Including beets in your diet:

When buying beets choose those that are smooth skinned and are deep in color. Dodge the ones with dark spots, bruises or wet patches. You can skip washing your beets and place them in an airtight bag before storing in the refrigerator. This will help them last longer (2-3 weeks).

Raw: Beets will add a pop of color and sweetness when grated into any homemade salad or slaw.

Cooked: Prepare beets by steaming in a steamer for about 15 minutes or roasting in the oven until tender. After cooked the skin should rub off easily with a paper towel. Sliced cooked beets work well in a spinach salad, marinated in fresh herb vinaigrette, pureed in traditional borscht soup, pickled or as a simple roasted side dish to round out a healthy plate.

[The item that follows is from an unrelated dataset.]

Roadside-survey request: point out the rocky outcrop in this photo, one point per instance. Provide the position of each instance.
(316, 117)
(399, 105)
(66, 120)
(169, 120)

*In this month’s newsletter, we’re sharing a recipe for Spinach Salad with Roasted Beets*

Did you know that…

Beetroot juice contains natural nitrite oxide? Nitrite oxide is a molecule that acts to dilate blood vessels allowing more blood and oxygen to flow to organs and muscles. For this the reason some athletes use beetroot juice supplements to improve their performance! However, like most nutrition queries, more research is needed to define dosage, timing and use of this supplement as studies have shown mixed results.